In the OP's algorithm, however, the different use introduces a subtle, detrimental degradation of confidence. In the OP's algorithm, server A would start with the raw data [d1A,d2A,d3A,d4A] and generate a set of checksums [c1,c2,c3,c4] (where dnA is the n-th data item on server A). Server B would then receive this list of checksums and check its own list of checksums to determine if any are missing. Say Server B has the list [c1,c2,c3,c5]. What should then happen is that it requests d4 from Server A and the synchronization has worked properly in the ideal case.
If we recall the possibilty of collisions, and that it doesn't always take that much data to produce one (e.g. CRC("plumless") == CRC("buckeroo")), then we'll quickly realize that the best guarantee our scheme provides is that server B definitely doesn't have d4A but it cannot guarantee that it has [d1A,d2A,d3A]. This is because it is possible that f(d1A) = c1 and f(d1B) = c1 even though d1A and d1B are distinct and we would like both servers to have both.

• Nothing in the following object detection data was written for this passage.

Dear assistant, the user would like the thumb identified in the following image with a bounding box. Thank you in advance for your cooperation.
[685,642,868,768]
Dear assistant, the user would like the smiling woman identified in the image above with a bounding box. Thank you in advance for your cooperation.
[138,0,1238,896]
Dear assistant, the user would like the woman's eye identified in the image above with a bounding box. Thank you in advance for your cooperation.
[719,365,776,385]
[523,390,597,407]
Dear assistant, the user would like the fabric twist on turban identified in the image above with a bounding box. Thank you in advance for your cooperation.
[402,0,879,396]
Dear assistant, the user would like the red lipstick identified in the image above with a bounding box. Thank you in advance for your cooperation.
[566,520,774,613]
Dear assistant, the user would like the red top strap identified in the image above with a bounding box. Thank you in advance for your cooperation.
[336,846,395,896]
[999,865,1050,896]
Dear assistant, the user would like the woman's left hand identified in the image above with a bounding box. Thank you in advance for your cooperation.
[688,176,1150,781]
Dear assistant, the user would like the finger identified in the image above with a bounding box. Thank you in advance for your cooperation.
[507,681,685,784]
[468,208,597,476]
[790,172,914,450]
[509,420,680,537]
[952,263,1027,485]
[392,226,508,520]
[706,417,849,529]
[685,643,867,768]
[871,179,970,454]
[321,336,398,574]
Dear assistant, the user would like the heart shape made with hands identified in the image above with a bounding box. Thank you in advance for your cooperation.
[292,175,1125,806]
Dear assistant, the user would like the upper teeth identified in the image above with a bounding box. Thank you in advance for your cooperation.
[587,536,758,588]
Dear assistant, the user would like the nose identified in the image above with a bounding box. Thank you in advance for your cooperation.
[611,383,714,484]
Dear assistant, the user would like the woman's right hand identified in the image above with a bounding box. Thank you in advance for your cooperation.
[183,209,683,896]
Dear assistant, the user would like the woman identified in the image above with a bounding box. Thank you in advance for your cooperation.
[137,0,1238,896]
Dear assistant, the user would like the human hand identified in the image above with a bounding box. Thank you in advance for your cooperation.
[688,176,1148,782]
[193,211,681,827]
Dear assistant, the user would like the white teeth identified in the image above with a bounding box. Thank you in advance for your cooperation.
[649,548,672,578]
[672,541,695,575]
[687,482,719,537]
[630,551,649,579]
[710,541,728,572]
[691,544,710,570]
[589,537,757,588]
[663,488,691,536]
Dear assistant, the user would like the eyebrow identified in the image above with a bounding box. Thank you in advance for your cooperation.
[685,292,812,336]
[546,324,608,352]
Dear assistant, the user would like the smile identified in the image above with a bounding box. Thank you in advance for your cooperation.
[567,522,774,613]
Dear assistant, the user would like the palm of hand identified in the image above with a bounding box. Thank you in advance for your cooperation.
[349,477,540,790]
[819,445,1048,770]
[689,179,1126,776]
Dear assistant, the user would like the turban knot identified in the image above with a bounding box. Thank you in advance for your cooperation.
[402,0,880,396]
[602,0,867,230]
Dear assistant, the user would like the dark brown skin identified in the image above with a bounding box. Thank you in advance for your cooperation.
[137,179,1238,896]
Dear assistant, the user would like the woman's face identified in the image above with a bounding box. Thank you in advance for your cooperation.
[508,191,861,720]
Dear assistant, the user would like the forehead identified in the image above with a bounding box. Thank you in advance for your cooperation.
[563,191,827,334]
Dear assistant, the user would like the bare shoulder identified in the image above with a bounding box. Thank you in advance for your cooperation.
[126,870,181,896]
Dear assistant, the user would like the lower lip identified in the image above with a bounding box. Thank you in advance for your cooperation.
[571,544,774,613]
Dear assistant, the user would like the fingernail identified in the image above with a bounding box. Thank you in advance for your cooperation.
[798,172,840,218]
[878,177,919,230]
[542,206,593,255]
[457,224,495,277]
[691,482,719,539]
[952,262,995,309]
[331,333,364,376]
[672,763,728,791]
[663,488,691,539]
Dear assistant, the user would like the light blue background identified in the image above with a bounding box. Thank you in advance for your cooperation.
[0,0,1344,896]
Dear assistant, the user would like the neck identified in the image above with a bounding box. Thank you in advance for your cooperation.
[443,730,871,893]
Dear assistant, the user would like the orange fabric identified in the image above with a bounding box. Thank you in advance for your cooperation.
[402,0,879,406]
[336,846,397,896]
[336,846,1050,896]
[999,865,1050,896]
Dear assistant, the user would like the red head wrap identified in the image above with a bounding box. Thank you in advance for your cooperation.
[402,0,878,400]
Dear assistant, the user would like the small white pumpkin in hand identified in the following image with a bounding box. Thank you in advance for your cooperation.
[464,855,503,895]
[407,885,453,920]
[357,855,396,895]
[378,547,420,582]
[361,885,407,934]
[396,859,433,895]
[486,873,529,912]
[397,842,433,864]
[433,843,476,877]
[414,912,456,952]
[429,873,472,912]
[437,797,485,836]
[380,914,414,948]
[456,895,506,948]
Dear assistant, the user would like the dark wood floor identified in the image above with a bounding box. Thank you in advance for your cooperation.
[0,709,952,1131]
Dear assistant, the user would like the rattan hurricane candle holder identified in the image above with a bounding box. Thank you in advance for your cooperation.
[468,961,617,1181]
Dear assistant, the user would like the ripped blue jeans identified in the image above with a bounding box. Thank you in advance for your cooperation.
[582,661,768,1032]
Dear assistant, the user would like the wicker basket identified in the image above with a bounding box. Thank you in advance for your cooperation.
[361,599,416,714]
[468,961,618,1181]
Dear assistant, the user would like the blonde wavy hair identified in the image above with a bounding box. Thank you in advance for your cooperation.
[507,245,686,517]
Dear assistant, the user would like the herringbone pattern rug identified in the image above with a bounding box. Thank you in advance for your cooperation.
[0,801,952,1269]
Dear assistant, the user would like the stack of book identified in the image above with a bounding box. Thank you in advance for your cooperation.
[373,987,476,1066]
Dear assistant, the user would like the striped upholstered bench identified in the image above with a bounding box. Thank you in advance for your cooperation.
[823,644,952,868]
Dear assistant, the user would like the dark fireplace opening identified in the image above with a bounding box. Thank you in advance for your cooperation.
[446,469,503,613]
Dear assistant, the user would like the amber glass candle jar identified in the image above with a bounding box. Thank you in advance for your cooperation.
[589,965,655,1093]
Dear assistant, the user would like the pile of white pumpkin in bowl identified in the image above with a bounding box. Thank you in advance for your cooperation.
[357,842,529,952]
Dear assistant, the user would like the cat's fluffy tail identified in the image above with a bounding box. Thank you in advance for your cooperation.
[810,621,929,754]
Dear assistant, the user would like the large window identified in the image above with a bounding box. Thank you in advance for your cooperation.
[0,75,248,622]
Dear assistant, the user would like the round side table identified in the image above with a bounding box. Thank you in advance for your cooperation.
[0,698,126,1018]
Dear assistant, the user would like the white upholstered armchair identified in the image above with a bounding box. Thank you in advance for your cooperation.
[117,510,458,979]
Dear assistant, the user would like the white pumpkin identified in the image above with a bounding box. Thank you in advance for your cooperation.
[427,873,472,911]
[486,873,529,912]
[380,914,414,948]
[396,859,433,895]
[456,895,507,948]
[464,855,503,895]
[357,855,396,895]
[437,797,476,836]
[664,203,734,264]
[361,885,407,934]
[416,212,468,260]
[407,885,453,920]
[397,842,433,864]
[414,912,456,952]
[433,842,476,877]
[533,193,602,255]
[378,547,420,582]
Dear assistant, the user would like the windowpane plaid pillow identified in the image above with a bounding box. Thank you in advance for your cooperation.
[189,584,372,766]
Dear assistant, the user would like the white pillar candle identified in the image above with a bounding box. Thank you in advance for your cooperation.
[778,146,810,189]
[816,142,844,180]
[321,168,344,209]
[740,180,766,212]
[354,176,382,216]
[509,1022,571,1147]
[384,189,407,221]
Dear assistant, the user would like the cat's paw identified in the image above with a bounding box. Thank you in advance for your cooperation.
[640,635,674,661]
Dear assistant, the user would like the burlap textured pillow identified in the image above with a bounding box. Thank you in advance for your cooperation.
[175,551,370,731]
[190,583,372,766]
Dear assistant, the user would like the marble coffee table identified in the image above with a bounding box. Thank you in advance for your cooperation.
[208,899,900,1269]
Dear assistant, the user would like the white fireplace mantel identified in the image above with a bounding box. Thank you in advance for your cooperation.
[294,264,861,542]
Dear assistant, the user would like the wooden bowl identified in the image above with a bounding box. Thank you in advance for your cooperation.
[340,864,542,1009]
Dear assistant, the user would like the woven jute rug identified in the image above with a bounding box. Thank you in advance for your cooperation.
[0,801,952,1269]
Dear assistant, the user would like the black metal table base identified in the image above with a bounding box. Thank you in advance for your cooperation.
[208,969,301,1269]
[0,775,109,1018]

In this scheme, neither server can ever know about the existence of both d1A and d1B. We can use more and more collision resistant checksums and hashes but this scheme can never guarantee complete synchronization. This becomes more important, the greater the number of files the network must keep track of. I would recommend using a cryptographic hash like SHA1 for which no collisions have been found.
A possible mitigation of the risk of this is to introduce redundant hashes. One way of doing is is to use a completely different algorithm since whilst it is possible crc32(d1) == crc32(d2) it is less likely that adler32(d1) == adler32(d2) simultaneously. This paper suggests you don't gain all that much this way though. To use the OP notation, it is also less likely that crc32('a' & d1) == crc32('a' & d2) and crc32('b' & d1) == crc32('b' & d2) are simultaneously true so you can "salt" to less collision prone combinations. However, I think you may just as well just use a collision resistant hash function like SHA512 which in practice likely won't have that great an impact on your performance.